On balance, the Seventh-day Adventist Church has benefited enormously from the fact that it centralizes its tithe.  While not without its problems, this has enabled it to fulfill its world-wide mission in a way that would not have been possible otherwise.  While we understand the urge to place money in causes where one can see more directly what is done with the funds, we still think that it important that tithe continue to be directed through to the conferences/missions either directly, or through the tithe envelopes in the local church offerings.

 

Footnotes

1 Our research began as an initiative of the North New South Wales Conference of Seventh-day Adventists executive committee, under the direction of a research group consisting of Rob McIver (Avondale College), Steve Currow (Avondale College), Peter Colquhoun (president, NNSW), and Hank Penola (Secretary Treasurer NNSW).  At the time of writing, Hank has been replaced by Bob Dale (Secretary NNSW Conference) and Graeme Moffitt (Treasurer NNSW Conference).  This year our research has widened to include Greater Sydney Conference where the research is conducted under the direction of a research group consisting of Rob McIver, Steve Currow, Eric Howse (Treasurer GSyd) and Roger Govender (Stewardship Director GSyd).  The point at debate concerning question B2 in both research groups was whether or not the question gave legitimacy to the "diversion" of tithe away from official church channels.  It was finally decided to include the question to find out what were current perceptions amongst Church members.  B2 has proved to be one of the very important questions in the questionnaire.

2 There are slightly different totals for the items "tithe directly to church treasurers" and "tithe directly to conference" (these options were only available on the last 957 surveys).

3 Robert K. McIver & Stephen J. Currow, "Is the Church Facing a Financial Crisis?" Record June 9, 2001, pp. 8-10.

4 In many denominations which do not centralise financial resources (i.e. who adopt a congregationalist model), there are significant problems in sharing a minister between small congregations.  This is discussed at length in Anthony Pappas, Money, Motivation and Mission in the Small Church (Valley Forge, PA: Judson, 1989), 77-91.  Many such congregations just do without a minister for a number of years so that they can accumulate funds to employ one for a few years.

5 Even if the Adventist church closed all institutions and administrative offices, it would still not be possible to keep all funds within a local congregation.  It has substantial obligations to retired pastors, for example.

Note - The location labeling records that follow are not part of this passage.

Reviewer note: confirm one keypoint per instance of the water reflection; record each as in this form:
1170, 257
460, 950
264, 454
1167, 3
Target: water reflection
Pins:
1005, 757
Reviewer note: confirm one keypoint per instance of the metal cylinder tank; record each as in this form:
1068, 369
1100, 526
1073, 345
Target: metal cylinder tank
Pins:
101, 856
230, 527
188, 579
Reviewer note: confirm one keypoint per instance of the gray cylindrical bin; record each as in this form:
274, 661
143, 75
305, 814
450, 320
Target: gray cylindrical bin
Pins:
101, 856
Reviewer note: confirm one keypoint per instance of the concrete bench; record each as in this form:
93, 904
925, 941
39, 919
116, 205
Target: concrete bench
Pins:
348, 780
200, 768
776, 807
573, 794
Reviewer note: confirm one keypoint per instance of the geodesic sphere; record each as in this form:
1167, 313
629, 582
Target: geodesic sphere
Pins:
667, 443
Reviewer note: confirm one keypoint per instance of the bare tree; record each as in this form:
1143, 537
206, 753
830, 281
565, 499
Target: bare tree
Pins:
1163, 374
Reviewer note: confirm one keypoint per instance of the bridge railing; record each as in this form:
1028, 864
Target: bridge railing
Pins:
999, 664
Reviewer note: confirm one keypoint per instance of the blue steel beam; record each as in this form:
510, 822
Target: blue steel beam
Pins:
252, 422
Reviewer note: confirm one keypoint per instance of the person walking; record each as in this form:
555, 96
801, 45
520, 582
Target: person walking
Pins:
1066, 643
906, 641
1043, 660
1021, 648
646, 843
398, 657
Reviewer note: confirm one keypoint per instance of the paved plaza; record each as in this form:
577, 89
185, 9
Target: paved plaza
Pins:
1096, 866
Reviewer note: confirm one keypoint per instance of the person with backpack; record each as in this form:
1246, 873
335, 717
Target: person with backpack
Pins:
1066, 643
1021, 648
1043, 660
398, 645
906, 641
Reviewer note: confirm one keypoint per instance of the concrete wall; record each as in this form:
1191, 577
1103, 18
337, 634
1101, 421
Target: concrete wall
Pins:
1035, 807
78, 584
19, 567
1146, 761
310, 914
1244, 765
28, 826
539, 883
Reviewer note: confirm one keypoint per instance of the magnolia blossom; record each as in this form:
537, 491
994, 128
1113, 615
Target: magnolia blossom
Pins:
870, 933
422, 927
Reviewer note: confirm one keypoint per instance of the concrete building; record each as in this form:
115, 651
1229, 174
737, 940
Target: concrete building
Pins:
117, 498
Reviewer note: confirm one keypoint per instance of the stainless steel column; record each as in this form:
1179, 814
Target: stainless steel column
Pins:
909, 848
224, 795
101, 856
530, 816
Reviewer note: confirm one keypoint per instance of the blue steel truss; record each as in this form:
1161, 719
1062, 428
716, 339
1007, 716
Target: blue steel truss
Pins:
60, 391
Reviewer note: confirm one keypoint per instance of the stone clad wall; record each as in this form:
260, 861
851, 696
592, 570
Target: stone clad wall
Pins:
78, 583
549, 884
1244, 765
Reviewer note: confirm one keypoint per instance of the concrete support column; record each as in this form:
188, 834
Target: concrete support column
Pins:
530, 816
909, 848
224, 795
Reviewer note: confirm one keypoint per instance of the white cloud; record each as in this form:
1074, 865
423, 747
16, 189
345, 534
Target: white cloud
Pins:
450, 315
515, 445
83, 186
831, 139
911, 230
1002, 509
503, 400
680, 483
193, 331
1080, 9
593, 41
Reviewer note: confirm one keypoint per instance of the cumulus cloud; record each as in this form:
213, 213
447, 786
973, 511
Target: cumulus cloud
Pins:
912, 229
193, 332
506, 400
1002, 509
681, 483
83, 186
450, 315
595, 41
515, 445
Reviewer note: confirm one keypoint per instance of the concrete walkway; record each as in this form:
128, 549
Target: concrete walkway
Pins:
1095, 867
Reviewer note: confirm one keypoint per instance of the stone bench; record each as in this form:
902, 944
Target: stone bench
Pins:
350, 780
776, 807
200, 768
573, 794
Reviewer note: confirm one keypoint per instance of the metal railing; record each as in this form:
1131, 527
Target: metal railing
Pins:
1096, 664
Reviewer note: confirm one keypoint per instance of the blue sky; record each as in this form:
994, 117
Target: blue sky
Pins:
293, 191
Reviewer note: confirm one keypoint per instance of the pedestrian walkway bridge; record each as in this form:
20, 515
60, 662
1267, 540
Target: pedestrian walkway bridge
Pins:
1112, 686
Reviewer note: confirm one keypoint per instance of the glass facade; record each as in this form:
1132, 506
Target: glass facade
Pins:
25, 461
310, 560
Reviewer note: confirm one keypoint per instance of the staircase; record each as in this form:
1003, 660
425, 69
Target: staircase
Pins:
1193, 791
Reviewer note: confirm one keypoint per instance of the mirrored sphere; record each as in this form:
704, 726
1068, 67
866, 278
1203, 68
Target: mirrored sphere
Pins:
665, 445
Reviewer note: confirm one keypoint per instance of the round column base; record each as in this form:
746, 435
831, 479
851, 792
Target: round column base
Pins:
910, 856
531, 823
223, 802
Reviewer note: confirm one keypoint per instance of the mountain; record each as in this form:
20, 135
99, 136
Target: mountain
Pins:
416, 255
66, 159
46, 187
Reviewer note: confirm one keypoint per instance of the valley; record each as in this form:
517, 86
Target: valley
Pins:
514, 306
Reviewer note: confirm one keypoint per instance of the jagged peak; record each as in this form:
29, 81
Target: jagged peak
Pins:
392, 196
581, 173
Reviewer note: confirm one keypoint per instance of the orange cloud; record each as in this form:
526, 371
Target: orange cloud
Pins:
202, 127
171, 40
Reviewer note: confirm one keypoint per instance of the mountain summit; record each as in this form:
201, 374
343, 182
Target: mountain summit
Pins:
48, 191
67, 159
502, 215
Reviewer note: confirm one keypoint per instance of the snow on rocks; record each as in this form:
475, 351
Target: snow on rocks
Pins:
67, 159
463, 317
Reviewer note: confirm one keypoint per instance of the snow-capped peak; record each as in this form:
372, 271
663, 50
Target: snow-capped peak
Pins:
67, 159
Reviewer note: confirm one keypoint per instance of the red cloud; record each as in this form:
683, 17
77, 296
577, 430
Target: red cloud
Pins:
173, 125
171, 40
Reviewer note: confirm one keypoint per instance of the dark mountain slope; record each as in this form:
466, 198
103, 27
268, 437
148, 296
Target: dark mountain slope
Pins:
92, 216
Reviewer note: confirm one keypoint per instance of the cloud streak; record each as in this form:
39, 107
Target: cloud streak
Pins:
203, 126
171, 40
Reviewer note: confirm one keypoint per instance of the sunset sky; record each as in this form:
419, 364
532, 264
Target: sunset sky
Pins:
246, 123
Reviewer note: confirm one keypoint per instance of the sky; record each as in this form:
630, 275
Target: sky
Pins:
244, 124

6 Both these charts relate to actual expenditure.  Most of the funds spent derive from tithe in one way or another.  My thanks to Graeme Moffitt, treasurer of the NNSW Conference of Seventh-day Adventists for his help in ensuring the accuracy of the accompanying pie chart for NNSW, and Harvey Carlson from the Papua New Guinea Union Mission for help ensuring the accuracy of the Madang-Manus Mission pie chart.  Madang-Manus, like other mission conferences, send 10% of tithe to the Union Conference and 10% to the South Pacific Division.  It receives a significant amount back through a scheme of tithe-equalization by which conferences with less financial resources are supported by funds from conferences which are relatively better off.  It is instructive to compare these pie charts with the analysis of the tithe use in the Greater Sydney Conference provided by Walter H. Simmonds, in his article, "How is the Tithe Dollar Spent?" Adventist Professional 1/3 (Sept 1989) 21-25.

7 This figure was cited by the Division Treasurer, Rod Brady, on 21 June, 2001, at a Division-wide meeting of stewardship directors.

8 In the past, 1% of the tithe from the South Pacific Division was forwarded to the General Conference.  This has recently changed to 2%.